If iron ore continues to rally, or even remain at elevated prices, it’s likely more Chinese mills will be tempted to switch to lower grade ore, which will benefit Australian exporters, but also provide some lifeline to the moribund domestic Chinese mining sector.

Domestic iron ore mines are producing more iron ore, while mills have also sharply increased the use of scrap in the converter burden to cut back on iron ore usage, according to the China Iron and Steel Association.

Meanwhile, in a separate dry bulk trade, i.e. Indian coal imports, Banchero Costa said that “during the first quarter of 2019 the most dynamic and fastest growing major commodity was coal which grew an estimated 7 per cent compared to the first quarter of 2018.

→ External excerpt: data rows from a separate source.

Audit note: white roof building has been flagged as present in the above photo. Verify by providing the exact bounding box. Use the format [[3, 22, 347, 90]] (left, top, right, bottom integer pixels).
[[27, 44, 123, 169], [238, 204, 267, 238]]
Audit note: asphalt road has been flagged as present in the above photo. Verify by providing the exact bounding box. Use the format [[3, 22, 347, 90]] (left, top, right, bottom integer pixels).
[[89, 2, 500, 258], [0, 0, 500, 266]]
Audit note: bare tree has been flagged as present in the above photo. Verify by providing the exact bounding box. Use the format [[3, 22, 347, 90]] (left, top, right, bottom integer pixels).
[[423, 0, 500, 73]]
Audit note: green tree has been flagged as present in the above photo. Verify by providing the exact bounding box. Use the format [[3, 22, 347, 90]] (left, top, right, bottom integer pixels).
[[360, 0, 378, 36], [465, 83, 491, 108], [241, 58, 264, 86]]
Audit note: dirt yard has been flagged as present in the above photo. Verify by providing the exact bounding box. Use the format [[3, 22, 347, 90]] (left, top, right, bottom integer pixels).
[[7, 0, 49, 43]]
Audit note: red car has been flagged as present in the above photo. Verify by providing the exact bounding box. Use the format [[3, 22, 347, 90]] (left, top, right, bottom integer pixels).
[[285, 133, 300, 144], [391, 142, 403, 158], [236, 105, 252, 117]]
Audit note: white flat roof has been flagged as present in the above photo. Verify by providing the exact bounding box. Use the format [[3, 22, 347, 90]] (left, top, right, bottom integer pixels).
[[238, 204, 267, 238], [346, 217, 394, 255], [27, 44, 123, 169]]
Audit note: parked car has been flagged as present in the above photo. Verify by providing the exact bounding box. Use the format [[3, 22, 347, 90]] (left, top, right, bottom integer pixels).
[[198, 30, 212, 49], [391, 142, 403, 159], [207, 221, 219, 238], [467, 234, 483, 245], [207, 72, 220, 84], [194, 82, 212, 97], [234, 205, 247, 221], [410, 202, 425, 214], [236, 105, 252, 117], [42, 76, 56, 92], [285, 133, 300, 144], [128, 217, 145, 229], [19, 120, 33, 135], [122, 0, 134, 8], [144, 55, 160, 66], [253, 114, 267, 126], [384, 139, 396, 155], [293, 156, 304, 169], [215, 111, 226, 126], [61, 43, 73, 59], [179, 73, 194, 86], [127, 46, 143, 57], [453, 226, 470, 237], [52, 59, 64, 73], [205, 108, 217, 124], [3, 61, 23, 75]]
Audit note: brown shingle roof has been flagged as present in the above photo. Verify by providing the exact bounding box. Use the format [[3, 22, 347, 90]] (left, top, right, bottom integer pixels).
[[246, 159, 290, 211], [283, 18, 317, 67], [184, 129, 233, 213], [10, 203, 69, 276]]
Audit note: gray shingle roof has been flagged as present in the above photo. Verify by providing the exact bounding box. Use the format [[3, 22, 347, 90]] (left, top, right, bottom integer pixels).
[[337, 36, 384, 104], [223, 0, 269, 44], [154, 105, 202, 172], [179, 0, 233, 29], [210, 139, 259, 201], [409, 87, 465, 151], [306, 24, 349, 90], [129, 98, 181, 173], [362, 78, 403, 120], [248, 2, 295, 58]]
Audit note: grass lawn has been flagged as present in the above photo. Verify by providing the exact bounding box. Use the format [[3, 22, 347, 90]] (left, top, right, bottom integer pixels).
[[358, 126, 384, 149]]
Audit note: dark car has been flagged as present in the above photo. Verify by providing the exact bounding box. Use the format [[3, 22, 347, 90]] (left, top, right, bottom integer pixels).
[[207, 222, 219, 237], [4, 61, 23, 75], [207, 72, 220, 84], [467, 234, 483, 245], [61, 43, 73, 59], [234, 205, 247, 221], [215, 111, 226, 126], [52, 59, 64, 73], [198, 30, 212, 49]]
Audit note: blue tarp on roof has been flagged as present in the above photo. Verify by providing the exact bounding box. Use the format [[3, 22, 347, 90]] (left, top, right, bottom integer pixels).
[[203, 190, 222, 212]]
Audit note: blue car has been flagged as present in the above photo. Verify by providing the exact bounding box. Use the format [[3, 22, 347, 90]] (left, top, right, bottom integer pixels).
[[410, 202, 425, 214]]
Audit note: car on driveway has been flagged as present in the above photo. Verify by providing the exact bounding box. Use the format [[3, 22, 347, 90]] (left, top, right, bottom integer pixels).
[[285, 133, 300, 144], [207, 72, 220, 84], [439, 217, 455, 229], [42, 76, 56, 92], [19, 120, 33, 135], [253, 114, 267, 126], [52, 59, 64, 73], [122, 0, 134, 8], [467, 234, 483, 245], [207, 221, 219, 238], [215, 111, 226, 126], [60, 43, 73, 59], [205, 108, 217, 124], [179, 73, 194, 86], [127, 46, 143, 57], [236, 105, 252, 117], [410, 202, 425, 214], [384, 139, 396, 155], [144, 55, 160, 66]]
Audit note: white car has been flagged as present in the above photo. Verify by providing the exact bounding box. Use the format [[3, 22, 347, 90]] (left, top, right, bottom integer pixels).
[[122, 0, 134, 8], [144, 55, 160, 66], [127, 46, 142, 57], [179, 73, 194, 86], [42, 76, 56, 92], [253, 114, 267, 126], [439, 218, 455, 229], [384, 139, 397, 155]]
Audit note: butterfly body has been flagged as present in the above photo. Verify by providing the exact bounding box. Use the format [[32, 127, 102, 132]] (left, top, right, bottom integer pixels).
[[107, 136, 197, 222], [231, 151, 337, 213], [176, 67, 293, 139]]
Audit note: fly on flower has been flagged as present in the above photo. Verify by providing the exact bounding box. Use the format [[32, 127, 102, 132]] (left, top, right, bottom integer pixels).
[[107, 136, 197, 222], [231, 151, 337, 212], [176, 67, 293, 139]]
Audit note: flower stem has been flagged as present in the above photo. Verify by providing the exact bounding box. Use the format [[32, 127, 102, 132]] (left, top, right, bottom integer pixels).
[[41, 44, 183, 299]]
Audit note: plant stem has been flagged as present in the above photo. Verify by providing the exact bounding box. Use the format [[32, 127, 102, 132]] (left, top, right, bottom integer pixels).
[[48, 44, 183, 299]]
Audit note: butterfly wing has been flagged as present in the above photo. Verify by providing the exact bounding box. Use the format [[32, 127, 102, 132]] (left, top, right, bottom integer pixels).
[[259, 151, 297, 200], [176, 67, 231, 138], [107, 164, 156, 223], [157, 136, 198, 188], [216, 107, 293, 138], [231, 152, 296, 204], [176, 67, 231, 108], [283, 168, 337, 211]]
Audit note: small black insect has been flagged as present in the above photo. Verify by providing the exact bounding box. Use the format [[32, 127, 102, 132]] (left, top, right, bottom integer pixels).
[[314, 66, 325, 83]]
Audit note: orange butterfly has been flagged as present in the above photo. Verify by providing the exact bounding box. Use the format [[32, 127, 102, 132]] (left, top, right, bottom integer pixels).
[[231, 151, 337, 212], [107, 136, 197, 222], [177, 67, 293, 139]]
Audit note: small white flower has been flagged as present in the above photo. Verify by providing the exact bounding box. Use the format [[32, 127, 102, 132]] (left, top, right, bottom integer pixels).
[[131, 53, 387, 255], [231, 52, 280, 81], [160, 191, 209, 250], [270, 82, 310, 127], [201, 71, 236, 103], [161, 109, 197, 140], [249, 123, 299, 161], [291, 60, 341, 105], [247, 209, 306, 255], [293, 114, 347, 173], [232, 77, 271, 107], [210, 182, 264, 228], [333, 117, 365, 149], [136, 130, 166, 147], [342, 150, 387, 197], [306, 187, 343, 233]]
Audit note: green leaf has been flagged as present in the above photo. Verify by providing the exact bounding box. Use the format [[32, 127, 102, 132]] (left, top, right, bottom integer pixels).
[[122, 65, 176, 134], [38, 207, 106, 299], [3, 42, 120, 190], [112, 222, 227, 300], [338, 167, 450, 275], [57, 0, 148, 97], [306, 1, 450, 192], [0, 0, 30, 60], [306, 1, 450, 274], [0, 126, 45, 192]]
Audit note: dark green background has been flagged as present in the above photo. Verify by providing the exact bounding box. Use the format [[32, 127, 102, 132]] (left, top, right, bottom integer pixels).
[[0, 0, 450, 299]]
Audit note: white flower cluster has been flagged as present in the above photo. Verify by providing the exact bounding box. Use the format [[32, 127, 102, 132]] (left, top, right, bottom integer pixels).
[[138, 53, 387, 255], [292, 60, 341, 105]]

India recorded two digits growth in coal import in FQ of 2019 

Whilst Coal imports into China and Japan the first and third largest importers were slightly lower during the first quarter of 2019 compared to same period of 2018, there was a very large number of countries where imports recorded two digits growth (in a few cases three digits growth); to name the largest India, Taiwan, Malaysia, Thailand, Vietnam, Pakistan, Bangladesh”.

According to the shipbroker, “it is clear that with the economic development, the Indian Subcontinent and South East Asia are quickly becoming the new sources of demand for the coal trade. The single largest driver was India with imports that increased 14 per cent (1Q18 vs. 1Q19) to over 56 million tons.

India is set to rival China again as the largest importer of coal in 2019, a record briefly detained in 2015 and 2016. Where is India sourcing all this additional coal? SE Asia (i.e. Indonesia) exports to India only increased 2 per cent, whilst imports from North America, both from the Atlantic and Pacific basins increased 41 per cent and 35 per cent respectively; a lot more coal was also imported from Australia +12 per cent:

India importing more coal and also from further away

Not only India is importing a lot more coal, it is also importing it from further away. If we compare coal imports in the first quarter of 2017 and the first quarter of 2019, we can see that despite the trends just described above the share of imports by each vessel size did not change much with smaller size vessels like Supra Max sourcing 22 per cent (was 21 per cent in 2017) of coal, Pana Max 40 per cent (was 37 per cent) and Cape Size 29 per cent (was 28 per cent).

Indian imports offer demand growth for Supra Max, Pana Max and Cape Size

One would believe that importing a lot more and from further away the vessels’ choice would move to bigger units, but, mainly due to draft restrictions in Indian Ports, this is not the case for Indian imports that offer good demand growth both for Supra Max and Pana Max and also for Cape Size”, Banchero Costa concluded.